As well, deploying a server in a Google/Amazon/Microsoft datacenter which could be surreptitiously monitored defeats the theoretical privacy aspects of on-premises mail server hosting inside one's personal residence.

However, today, I looked into the newish movement of 'confidential computing' in the cloud (where data in motion - e.g., in memory - is encrypted and cannot be observed from the OS or hypervisor).

I openly wonder if one solution, then, is to build a secure VM that acts as a simple forwarding proxy to one's home server, gets assigned a static IP from a datacenter, and is deployed on one of these confidential computing instances, ensuring full E2E data privacy and data control?

Any guesses?

5 comments

Is confidential computing needed if all you're doing is forwarding packets? Your cloud provider can see the packets as they leave and enter your VM.

If I was building this I'd stand up a VPN (choose your favourite protocol) between the cloud VM and home server. For the cloud end pick something from lowendbox/lowendtalk or just use the cheapest Vultr instance. NAT port forwarding down the tunnel back to your server at home - just a few iptables rules. Job done. Bonus points if you get an IPv6 /64 and route that down the tunnel too.
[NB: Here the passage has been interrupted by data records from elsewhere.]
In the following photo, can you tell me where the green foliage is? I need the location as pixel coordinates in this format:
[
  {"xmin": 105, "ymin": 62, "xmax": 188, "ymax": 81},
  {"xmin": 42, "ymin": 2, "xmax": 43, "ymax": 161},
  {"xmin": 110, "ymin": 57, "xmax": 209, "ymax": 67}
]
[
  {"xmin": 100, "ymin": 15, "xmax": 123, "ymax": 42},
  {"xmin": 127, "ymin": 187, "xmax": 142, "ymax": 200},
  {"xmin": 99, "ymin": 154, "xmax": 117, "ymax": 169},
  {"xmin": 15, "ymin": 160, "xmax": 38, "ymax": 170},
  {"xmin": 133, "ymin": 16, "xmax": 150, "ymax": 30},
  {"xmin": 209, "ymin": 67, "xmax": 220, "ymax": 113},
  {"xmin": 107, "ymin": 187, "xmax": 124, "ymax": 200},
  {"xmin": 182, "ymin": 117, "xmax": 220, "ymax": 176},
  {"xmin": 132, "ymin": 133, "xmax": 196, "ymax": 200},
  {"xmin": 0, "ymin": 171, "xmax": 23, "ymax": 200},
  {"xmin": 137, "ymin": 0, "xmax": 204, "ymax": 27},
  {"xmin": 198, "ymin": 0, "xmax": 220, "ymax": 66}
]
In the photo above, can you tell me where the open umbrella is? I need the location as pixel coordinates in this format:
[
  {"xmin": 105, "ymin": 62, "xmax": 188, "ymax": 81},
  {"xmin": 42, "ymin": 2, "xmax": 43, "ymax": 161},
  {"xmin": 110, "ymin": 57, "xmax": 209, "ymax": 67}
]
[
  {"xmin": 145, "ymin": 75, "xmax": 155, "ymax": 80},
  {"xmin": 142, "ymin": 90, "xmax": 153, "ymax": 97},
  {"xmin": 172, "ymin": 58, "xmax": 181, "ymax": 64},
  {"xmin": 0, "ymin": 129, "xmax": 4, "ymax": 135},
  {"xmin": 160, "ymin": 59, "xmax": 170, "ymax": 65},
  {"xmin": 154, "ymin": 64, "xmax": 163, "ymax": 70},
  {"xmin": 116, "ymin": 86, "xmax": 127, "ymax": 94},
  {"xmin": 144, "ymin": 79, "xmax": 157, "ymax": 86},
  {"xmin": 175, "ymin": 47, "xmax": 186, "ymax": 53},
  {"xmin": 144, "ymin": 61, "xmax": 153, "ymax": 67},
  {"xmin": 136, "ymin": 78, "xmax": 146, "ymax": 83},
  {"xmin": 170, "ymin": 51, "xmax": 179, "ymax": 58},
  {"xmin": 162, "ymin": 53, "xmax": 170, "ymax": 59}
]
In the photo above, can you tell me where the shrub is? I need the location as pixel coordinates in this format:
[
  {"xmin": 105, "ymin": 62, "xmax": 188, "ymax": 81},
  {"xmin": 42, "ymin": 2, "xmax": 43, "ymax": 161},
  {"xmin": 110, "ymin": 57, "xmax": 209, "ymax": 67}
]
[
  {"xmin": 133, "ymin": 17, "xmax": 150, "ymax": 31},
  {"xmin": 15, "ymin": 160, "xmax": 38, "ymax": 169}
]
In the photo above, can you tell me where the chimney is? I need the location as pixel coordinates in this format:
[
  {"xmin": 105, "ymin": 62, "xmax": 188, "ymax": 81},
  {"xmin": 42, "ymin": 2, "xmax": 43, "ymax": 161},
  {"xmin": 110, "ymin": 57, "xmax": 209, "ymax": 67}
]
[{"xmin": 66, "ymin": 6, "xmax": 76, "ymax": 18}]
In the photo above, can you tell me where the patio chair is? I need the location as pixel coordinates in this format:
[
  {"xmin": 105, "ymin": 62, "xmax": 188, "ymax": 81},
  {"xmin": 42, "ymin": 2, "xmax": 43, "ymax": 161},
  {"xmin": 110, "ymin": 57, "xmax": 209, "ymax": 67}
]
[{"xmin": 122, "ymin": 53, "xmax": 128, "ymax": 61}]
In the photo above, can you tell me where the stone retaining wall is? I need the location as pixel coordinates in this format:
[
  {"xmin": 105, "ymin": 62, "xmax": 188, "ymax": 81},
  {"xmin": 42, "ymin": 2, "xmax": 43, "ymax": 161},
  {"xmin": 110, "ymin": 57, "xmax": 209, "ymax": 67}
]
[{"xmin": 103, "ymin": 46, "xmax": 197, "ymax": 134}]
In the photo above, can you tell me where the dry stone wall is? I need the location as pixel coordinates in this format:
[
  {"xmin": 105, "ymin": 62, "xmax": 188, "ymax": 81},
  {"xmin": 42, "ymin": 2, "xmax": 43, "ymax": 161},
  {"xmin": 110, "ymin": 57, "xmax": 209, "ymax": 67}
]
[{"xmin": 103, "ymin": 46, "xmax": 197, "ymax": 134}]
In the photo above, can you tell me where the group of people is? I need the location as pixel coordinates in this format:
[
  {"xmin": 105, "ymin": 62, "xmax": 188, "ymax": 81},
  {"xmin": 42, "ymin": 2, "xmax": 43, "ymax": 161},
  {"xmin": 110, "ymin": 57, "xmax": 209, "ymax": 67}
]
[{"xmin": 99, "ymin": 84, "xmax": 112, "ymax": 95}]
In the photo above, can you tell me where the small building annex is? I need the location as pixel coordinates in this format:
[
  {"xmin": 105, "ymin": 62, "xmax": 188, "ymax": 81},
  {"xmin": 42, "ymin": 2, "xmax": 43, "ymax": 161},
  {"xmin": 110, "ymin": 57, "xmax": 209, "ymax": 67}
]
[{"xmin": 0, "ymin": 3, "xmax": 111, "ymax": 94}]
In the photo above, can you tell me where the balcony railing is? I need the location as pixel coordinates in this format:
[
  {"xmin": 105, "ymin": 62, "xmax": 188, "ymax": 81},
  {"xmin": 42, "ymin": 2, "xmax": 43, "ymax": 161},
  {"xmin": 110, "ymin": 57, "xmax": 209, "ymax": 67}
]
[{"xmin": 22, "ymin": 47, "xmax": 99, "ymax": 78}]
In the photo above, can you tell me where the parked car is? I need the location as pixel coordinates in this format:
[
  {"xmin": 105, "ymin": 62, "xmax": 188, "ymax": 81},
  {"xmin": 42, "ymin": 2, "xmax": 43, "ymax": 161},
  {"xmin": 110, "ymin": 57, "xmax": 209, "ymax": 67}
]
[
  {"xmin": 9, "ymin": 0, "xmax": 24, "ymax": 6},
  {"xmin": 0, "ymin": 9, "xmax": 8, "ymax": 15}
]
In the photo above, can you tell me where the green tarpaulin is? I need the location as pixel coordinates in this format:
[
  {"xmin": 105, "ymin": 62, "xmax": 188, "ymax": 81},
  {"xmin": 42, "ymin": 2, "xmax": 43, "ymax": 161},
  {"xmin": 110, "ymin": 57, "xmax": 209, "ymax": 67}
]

It's possible to use policy routing at home so that traffic that needs to go down the VPN does, and traffic that can egress through your home internet can too. Replies to incoming connections that came down the tunnel go back up the tunnel. Outgoing SMTP connections go down the tunnel. Outgoing HTTP goes out your normal internet.

If surreptitiously monitoring your stuff in a cloud is in your threat model, what makes you think that anything you can do in a general home environment is beyond the reach of a dedicated adversarial actor?
Forwarding proxy sounds like a great idea to try out and report back on. Why wouldn't it work?
Not really an issue - just use something like NoIP. No need to pay Amazon or Google for anything.
NoIP/DDNS/etc still means a dynamic IP address, with possibly broken reverse DNS, from a dynamic DNS pool.

To send email you need a static IP with correct reverse DNS, or other people's servers will reject your mail (best case) or silently mark it as spam. Welcome to the real world of email deliverability, the worst part of running your own mail server.

So use an SMTP relay service for outgoing mail. Most of them even have free tiers. I've been using one with a dynamic IP for years, albeit one where the IP doesn't change often.

On the receiving end I use a super inexpensive spam filtering service too, MX Guard dog. If my IP suddenly changes then it queues up mail until host resolution succeeds again.

Fair point.
I personally have a pi running DDNS, which is another option i guess.